Das mit Plexi Glas ist geschmaks sache  Habt ihr sonst noch tolle gehäuse quer durch die Bank


----------



## Badewannenbehüter (31. Oktober 2012)

Sharkoon Tauron 

Schau dich einfach mal bei Caseking.de um und Schau was dir gefällt.
Wir sagen dir dann ob's voller Schrott ist oder nicht


----------



## Softy (31. Oktober 2012)

Produktvergleich


----------



## DeadLiiNe (31. Oktober 2012)

ich888 gute idee

Softy Danke  ich geb dann gleich bekannt für welches ich mich entschieden habe gg*


----------



## DeadLiiNe (31. Oktober 2012)

Es war Liebe auf den ersten Blick ! BitFenix Colossus Window Big Tower ohne Netzteil schwarz - Hardware,


----------



## Softy (31. Oktober 2012)

Das gibt es auch noch in anderen Farben: Bitfenix Colossus | Geizhals Deutschland


----------



## DeadLiiNe (31. Oktober 2012)

ich nehme rot *.* Passd auch zum zimmer  Und vl auch zum ram wenn ich ihn nehme gg* 

Was haltet ihr von dem?


----------



## Softy (31. Oktober 2012)

Wenn es Dir gefällt, kauf es  Da passt alles rein.


----------



## DeadLiiNe (31. Oktober 2012)

Ja gefällt mir sehr !  Wenn es dann auch so schön wie am Foto aussieht gg*

Aber so vom Kühlkonzept und der ganze Rest da passt auch alles?

Lg


----------



## Softy (31. Oktober 2012)

Ja, mit den 2 230mm Lüftern herrscht guter Durchzug im Gehäuse.

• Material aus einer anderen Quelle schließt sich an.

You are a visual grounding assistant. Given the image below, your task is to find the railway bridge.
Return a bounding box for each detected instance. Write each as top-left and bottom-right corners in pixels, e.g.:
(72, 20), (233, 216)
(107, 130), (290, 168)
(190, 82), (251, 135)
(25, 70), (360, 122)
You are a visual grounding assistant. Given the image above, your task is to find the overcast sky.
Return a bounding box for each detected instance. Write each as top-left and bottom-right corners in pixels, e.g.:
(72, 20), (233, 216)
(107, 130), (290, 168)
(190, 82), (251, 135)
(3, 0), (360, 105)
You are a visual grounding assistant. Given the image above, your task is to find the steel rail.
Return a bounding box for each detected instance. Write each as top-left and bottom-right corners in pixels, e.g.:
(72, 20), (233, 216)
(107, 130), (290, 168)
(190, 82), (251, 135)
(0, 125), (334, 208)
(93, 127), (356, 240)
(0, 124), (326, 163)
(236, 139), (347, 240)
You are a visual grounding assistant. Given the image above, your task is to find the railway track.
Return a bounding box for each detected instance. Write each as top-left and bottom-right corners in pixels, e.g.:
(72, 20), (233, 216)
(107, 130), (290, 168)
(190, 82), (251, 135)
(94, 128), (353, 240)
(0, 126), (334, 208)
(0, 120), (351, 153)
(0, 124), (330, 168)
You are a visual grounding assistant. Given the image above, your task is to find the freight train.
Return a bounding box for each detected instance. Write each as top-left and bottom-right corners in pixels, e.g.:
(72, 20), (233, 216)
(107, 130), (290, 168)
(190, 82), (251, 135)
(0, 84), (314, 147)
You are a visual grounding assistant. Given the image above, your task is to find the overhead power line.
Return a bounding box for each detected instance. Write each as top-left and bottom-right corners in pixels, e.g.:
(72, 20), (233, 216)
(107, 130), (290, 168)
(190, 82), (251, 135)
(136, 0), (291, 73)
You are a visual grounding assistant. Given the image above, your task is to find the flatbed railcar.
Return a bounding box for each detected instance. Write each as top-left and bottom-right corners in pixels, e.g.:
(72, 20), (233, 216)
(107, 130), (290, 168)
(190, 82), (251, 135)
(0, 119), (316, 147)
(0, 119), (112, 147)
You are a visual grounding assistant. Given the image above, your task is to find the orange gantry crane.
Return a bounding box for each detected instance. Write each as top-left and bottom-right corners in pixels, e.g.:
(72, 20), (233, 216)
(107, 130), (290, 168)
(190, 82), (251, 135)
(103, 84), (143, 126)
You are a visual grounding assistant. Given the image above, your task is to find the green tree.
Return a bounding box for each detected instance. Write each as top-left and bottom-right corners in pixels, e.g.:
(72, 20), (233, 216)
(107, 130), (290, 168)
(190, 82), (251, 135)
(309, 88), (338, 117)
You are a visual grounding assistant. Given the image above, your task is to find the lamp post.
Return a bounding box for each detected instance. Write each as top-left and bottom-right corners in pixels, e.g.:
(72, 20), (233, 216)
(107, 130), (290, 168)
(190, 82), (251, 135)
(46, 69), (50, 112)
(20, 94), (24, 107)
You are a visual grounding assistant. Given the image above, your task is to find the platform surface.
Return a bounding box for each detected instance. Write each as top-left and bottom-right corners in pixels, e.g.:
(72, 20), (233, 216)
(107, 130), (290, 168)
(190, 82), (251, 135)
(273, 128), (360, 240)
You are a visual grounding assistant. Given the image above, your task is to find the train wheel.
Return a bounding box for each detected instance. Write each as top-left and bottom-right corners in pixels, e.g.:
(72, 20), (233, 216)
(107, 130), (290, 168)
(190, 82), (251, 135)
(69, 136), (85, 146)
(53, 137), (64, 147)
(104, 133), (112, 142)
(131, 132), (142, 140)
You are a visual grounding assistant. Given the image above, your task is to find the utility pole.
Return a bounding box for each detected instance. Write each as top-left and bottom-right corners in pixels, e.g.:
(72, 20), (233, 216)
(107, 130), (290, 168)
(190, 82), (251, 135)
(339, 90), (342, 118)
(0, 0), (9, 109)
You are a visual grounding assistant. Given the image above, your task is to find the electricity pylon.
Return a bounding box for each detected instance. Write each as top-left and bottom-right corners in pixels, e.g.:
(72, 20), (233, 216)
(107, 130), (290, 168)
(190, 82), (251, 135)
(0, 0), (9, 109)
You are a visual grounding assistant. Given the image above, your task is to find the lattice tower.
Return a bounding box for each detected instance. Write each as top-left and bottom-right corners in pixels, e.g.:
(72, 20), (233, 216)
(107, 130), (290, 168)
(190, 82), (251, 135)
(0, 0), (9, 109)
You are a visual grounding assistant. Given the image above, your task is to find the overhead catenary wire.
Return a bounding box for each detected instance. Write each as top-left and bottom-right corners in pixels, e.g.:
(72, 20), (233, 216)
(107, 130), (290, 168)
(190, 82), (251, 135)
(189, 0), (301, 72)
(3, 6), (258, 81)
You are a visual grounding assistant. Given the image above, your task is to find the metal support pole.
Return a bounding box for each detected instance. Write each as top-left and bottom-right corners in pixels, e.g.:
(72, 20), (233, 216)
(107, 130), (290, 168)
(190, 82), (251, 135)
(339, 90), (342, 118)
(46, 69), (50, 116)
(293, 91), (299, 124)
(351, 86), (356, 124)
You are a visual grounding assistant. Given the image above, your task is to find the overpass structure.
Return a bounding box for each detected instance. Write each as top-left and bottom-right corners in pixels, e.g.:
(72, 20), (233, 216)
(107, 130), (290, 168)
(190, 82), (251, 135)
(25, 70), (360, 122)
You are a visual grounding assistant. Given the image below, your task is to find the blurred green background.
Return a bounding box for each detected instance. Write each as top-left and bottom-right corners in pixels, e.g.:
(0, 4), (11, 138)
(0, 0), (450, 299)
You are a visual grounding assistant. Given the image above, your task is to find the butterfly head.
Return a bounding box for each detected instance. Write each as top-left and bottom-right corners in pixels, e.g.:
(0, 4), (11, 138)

Wenn Du das LED Spektakel noch komplett machen willst, baust Du hinten noch einen Enermax T.B.Apollish rot 140x140x25mm, 750rpm ein.

Und wenn Du es völlig übertreiben willst, noch 2x Enermax T.B.Apollish rot 120x120x25mm, 900rpm in das Seitenfenster


----------



## Jeanboy (31. Oktober 2012)

Aber bisschen komisch, wenn das ganze Zimmer nur in rot leuchtet


----------



## DeadLiiNe (31. Oktober 2012)

Gute Ideen !  

Zusammenfassung ...

Also die Roten Rams kommen rein 
Das rote Gehäuse wird gekaufe
Sind die Lüfter dabei ? 
Wie viele muss ich kaufen ? 2x Emrex für hitnen passt das  ?


----------



## Softy (31. Oktober 2012)

Vorne und oben ist je ein 230mm Lüfter dabei.

Die anderen brauchst Du nicht, nur eben für die Optik.


----------



## DeadLiiNe (31. Oktober 2012)

Ok jaa dann kauf ich da 1x roten  gg*

Und Kühlter in dem Gehäuse nimm ich denn Alpenföhn der passd und sehen tut man denn Ram dann auch noch  

Noch ne Frage wegen der Konfig des PCs ein teureres Motherboard bringt sich nix bekannter meinte heute wenn das MB schlecht ist bringt die beste karte nix ^^ 

Mfg


----------



## Badewannenbehüter (31. Oktober 2012)

Dein Kollege labert wie ka was.

Ein besseres MB bringt kein Bild pro Sekunde mehr


----------



## Softy (31. Oktober 2012)

Für hinten einen Lüfter? Dann den o.g. 140mm T.B.Apollish 

Ein teureres Board bringt gar nichts, außer man benötigt die Ausstattung und/oder will beim Übertakten die letzten paar MHz rausquetschen. Ansonsten reicht ein günstiges Board völlig aus, das hat keine Auswirkungen auf die fps.


----------



## DeadLiiNe (1. November 2012)

OK danke wegen den Board und den Lüftern ) Gut nach dem ich jetzt schon ein 80€ teueres Gehäuse nehme lass ich denn Ram weg aber zur optik zwei rote lüfter und GEhäuse leuchtet ja vorne auch rot gg*


----------



## Softy (1. November 2012)

Dann viel Spaß mit dem neuen Lichtspiel  Schade, das mit dem RAM  

Bilder wären super


----------



## DeadLiiNe (1. November 2012)

Danke ) Aber das rote vorne am Gehäuse ist dabei ? Also die LED Streifen an der Front gg*

Was haltet ihr von so einer "GAMING" NIC ?


----------



## Softy (1. November 2012)

Ja, die LED Beleuchtung vorne ist natürlich dabei 

Gaming... was?


----------



## soth (1. November 2012)

DeadLiiNe schrieb:


> Was haltet ihr von so einer "GAMING" NIC ?


Nichts!
Wenn das Backbone beim ISP nicht mitmacht, bringt dir das alles nichts! 
Und wer meint, das während des Zockens noch 20 andere Programme aufs Internet zugreifen müssen, dem ist nicht mehr zu helfen...


----------



## DeadLiiNe (1. November 2012)

soth: 

HAHA ok  freu mich schon aufs zusammenbauen gg* Nimm Win 7 haben uns da 8 gestern in der schule angesehen vergiss es ! 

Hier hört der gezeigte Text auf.